2.3 L'art. 80a LAI rend expressément applicables dans la présente
cause, s'agissant d'un ressortissant de l'Union européenne, l'ALCP et
les Règlements (CEE) n° 1408/71 du Conseil du 14 juin 1971 et (CEE)
n° 574/72 du Conseil du 21 mars 1972, relativement à l'application du
Règlement (CEE) n° 1408/71.
3.
L'examen du droit à des prestations selon la LAI est régi par la teneur
de la LAI au moment de la décision entreprise, eu égard au principe
selon lequel les règles applicables sont celles en vigueur au moment
où les faits juridiquement déterminants se sont produits (ATF 131 V 9
consid. 1, 130 V 445 consid. 1.2 et réf. cit.).
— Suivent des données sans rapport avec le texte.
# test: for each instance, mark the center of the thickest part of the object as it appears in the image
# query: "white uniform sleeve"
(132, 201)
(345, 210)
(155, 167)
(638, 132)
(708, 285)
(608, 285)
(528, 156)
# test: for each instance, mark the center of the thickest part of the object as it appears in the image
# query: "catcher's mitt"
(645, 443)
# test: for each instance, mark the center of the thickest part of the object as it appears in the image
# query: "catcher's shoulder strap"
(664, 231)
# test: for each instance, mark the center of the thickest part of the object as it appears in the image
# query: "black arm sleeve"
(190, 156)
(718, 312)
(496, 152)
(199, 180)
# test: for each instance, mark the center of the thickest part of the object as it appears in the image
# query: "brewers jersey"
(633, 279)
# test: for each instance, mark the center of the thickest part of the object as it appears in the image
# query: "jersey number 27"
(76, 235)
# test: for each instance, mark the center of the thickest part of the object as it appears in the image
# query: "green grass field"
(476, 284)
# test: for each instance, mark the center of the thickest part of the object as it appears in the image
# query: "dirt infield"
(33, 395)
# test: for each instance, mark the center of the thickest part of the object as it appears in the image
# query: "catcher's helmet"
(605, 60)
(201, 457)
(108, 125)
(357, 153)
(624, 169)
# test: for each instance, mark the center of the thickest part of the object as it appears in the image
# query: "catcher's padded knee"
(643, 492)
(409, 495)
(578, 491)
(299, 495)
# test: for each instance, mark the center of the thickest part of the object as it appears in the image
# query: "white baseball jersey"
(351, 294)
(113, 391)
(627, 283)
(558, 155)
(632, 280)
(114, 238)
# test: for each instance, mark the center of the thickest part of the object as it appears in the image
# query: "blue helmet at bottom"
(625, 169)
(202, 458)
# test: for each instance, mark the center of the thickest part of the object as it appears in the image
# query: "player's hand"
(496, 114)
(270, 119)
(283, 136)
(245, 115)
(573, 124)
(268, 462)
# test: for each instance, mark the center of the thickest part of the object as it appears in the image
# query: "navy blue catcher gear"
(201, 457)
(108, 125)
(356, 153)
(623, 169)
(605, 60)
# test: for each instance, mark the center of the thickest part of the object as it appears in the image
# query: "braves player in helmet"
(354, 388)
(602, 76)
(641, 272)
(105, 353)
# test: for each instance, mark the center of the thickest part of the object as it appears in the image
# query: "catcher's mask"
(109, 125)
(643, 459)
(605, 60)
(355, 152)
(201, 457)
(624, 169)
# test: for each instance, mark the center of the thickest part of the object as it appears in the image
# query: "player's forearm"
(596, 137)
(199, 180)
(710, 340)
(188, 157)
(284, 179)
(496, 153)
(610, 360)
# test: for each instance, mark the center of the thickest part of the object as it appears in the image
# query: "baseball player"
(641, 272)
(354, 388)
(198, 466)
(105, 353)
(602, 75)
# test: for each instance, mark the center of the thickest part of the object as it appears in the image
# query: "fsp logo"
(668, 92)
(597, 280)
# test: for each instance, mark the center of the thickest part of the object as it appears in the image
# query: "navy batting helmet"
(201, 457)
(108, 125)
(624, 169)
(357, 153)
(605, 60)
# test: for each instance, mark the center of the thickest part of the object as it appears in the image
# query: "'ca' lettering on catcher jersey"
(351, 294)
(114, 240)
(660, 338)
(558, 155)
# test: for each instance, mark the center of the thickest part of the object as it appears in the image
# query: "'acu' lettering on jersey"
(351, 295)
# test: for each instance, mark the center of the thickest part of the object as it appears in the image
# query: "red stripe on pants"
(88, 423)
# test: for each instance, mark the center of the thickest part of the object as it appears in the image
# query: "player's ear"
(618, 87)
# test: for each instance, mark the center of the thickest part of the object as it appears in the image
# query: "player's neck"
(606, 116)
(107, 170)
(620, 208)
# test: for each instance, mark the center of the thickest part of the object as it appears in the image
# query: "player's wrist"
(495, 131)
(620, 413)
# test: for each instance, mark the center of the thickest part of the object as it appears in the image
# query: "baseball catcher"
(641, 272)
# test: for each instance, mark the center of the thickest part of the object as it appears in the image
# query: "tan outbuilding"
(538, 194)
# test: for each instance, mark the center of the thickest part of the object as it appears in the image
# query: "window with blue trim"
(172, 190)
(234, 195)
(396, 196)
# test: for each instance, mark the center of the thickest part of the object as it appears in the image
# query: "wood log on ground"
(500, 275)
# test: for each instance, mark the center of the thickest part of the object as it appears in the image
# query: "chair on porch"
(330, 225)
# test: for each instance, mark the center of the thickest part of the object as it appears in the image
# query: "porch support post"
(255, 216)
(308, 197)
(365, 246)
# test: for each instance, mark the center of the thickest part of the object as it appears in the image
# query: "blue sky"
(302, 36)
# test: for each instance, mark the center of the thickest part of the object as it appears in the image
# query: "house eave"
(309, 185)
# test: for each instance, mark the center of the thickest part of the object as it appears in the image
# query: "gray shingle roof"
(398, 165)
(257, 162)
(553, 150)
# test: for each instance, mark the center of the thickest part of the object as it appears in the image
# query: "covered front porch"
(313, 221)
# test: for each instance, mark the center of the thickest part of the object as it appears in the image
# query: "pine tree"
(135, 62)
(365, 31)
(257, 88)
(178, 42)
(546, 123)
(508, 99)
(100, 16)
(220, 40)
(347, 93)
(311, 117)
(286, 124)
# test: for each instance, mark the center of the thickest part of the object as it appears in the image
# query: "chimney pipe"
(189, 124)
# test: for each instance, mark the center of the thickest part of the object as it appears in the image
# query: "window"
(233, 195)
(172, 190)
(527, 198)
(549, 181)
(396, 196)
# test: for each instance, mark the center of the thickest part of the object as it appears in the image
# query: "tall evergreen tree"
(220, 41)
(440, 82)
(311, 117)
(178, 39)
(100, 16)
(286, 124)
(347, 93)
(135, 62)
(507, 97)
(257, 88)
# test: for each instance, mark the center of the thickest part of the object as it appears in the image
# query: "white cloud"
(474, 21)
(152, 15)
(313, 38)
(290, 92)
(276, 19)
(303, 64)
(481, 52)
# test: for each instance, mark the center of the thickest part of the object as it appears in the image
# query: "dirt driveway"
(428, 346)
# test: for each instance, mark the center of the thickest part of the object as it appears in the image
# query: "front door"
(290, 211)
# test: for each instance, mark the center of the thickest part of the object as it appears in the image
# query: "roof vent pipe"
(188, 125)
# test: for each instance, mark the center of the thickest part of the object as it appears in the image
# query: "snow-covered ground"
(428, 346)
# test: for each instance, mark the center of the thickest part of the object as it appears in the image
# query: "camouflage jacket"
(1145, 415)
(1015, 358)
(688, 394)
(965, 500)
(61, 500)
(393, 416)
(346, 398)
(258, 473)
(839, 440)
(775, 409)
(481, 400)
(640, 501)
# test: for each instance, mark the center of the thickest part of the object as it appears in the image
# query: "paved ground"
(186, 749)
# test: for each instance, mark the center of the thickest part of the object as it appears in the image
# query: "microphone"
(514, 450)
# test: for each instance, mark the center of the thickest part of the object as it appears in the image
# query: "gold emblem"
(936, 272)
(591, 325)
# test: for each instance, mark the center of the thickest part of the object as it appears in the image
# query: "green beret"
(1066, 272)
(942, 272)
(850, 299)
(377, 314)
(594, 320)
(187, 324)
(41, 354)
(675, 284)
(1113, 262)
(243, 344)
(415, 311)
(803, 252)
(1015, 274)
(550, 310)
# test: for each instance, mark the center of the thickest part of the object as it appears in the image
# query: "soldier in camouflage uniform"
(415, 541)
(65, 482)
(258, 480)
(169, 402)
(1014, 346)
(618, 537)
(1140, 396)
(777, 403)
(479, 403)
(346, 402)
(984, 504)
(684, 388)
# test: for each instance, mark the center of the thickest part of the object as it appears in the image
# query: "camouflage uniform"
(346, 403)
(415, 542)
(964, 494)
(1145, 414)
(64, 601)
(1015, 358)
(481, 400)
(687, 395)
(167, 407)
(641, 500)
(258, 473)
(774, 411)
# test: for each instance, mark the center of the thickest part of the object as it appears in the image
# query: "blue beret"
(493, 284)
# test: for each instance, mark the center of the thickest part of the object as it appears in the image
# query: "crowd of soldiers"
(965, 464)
Les dispositions de la 5ème
révision de la LAI, entrées en vigueur le 1er janvier 2008, sont
applicables et les dispositions citées ci-après sont, sauf précision
contraire, celles en vigueur à compter du 1er janvier 2008. Toutefois, le
droit à la rente s'étendant jusqu'au 31 décembre 2007, s'examine à la
lumière des anciennes normes.
4.
Le recourant conteste la validité matérielle de la décision de l'OAIE du
5 décembre 2008, dans la mesure où il prétend avoir droit à une rente
d'invalidité.
5.
Tout requérant doit remplir cumulativement les conditions suivantes
pour avoir droit à une rente de l'assurance-invalidité suisse:
- être invalide au sens de la LPGA/LAI et
- avoir versé des cotisations à l'AI suisse durant au moins trois
années (art. 36 LAI). Dans ce cadre, les cotisations versées à
une assurance sociale assimilée d'un État membre de l'Union
européenne (UE) ou de l'Association européenne de libre
échange (AELE) peuvent également être prises en
considération, à condition qu'une année au moins de cotisations
puisse être comptabilisée en Suisse (FF 2005 p. 4065; art. 45 du
règlement 1408/71).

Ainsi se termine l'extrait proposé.